Now, the Twins make things interesting by generating zero offense (when Jason Tyner is generating more VORP than your regular second baseman and Terry Tiffee is racking up a brisk .293 SLG in 159 ABs, your offense could be considered "subpar"), but they negate this interest by pulling seemingly random meatheads out of their farm system or from other teams' castoffs and turning them into hard-throwing harbingers of doom. As an Indians fan, I don't care for this.
Of course, we do that, too.
Are you seriously telling me that you knew that Bob Howry was going to toss 73 innings of sub-2.5 ball? Raffy Betancourt with an ERA of 2.79? Seven guys with RA+ (a measure of runs allowed adjusted for park factors and such and normalized to league average) over 1.3 (eight if you count Kaz Tadano's 4 IP)? Six over 1.47? That's simply ludicrous. Even replacing Howry, Rhodes, and Riske with some permutation of Mota, Cabrera, Brown, Tadano, Whomever, and Whomever Else results in a bullpen that probably annoys the heck out of other teams in the division.
And it wasn't the most annoying in the division, because the White Sox were Evil.

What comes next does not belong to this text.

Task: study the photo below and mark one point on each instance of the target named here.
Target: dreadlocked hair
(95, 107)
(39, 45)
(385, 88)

In fact, consider the top four back-end relievers for the White Sox. Here is a typical day in the life of Neal Cotts: upon waking up in the morning, Cotts would jump into his baby seal oil powered car at 5 AM and rev its two-stroke engine for ten minutes to maximize the number of neighbors disturbed and the amount of foul-smelling smoke into the air. He would then speed ruthlessly through neighborhoods to the local Starbucks, where he would buy the largest, hottest coffee he could, pay with counterfeit money, and then toss the scalding hot coffee at homeless people on his way to the animal shelter. After picking out the very cutest puppy and kitten from the litter, he would take them home and pan-fry them for breakfast. He would then roto-till the neighbors' yards with ground road salt, superglue the elementary school's doors shut, drive back to Starbucks, pretend to have spilled the coffee, get a free refill, and scald the local safety patrol volunteers near the middle school. After a brisk game of Ground Glass Roulette with his children's breakfasts, he would ...

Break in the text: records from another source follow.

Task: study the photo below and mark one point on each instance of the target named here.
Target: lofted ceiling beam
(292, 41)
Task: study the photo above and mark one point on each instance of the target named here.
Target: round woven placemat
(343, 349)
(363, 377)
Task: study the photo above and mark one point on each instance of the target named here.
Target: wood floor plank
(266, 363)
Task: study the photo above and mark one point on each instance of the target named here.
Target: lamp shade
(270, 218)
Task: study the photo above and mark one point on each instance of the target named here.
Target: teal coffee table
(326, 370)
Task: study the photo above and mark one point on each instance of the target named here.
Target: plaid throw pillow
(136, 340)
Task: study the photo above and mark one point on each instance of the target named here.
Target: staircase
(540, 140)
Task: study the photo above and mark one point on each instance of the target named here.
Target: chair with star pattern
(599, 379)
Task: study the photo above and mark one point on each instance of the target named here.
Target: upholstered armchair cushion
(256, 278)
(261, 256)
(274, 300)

Well, okay, he didn't do any of that. But he was Evil, okay? Trust me on this one. The man threw 68 innings of 2 ERA ball, generating more VORP than Bob Wickman (and almost as much as Howry) while striking out nearly a guy and inning and giving up POINT ONE FIVE HR/9 in the third-easiest place to hit a homer in the Solar System (#1: Coors Field; #2: the Surface of the Moon). (That's sick, BTW.)
And Cliff Pollitte was better.
Bobby Jenks (of whom any of the false things attributed to Cotts could actually have some plausibility) struck out 11.44 guys per 9 IP (highest rate on the Indians: Raffy's 9.71). Dustin Hermanson had a 2.04 ERA when he went down.

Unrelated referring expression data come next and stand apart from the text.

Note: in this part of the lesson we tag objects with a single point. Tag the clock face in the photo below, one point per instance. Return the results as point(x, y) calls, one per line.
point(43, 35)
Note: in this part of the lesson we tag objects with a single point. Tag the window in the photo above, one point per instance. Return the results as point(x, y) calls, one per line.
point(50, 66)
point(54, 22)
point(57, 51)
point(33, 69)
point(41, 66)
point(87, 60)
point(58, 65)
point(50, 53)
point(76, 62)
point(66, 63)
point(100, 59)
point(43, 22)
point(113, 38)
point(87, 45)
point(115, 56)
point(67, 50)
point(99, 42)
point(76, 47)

By the way, here are Your Minnesota Twins (ERA, VORP): Juan Rincon (2.45, 23.4), Jesse Crain (2.49, 23.2), Joe Nathan (2.70, 22.9, rubs Nair on the inside of Little Leaguer's baseball caps), Matt Guerrier (waived by the PIRATES! The Pirates!) (3.39, 18.0), J.C. Romero (3.47, 9.6), etc. Travis Bowyer not there? Who cares? They'll bring someone else you've never heard of up. Liriano is sick. Baker is sick. Who are these bastards?
Even Detroit is getting into the act: I don't believe in Todd Jones' long-term viability, but they've got Chris Spurling and Ferd Rodney (who closed in the WBC) and Frank German and Jamie Walker ... if Woodyard and Good and Colon come around, this is a deep pen which may only shave cats instead of eat puppies, but it won't be much fun, either.
See, that's the problem in the AL Central: the starters are actually pretty damned good. You get six good innings out of the starter, and then you figure you can breathe a little until the Big Guns come out of the bullpen. Except you can't. The guns start coming out Right Away, and if you fall behind by three runs and get to the seventh inning, you might as well start warming up the damned bus.
Have I mentioned that I hate the Minnesota bullpen? I should have. Because I do. And Chicago's. And Detroit's. Well, maybe not "hate" Detroit's. It irks me.
Thankfully, I don't find ours as annoying. My guess is, fans in Chicago, Minnesota, and Detroit feel differently.
(I would mention the fans of the Royals, but I could get either of them to answer e-mail before press time. Sorry, guys.)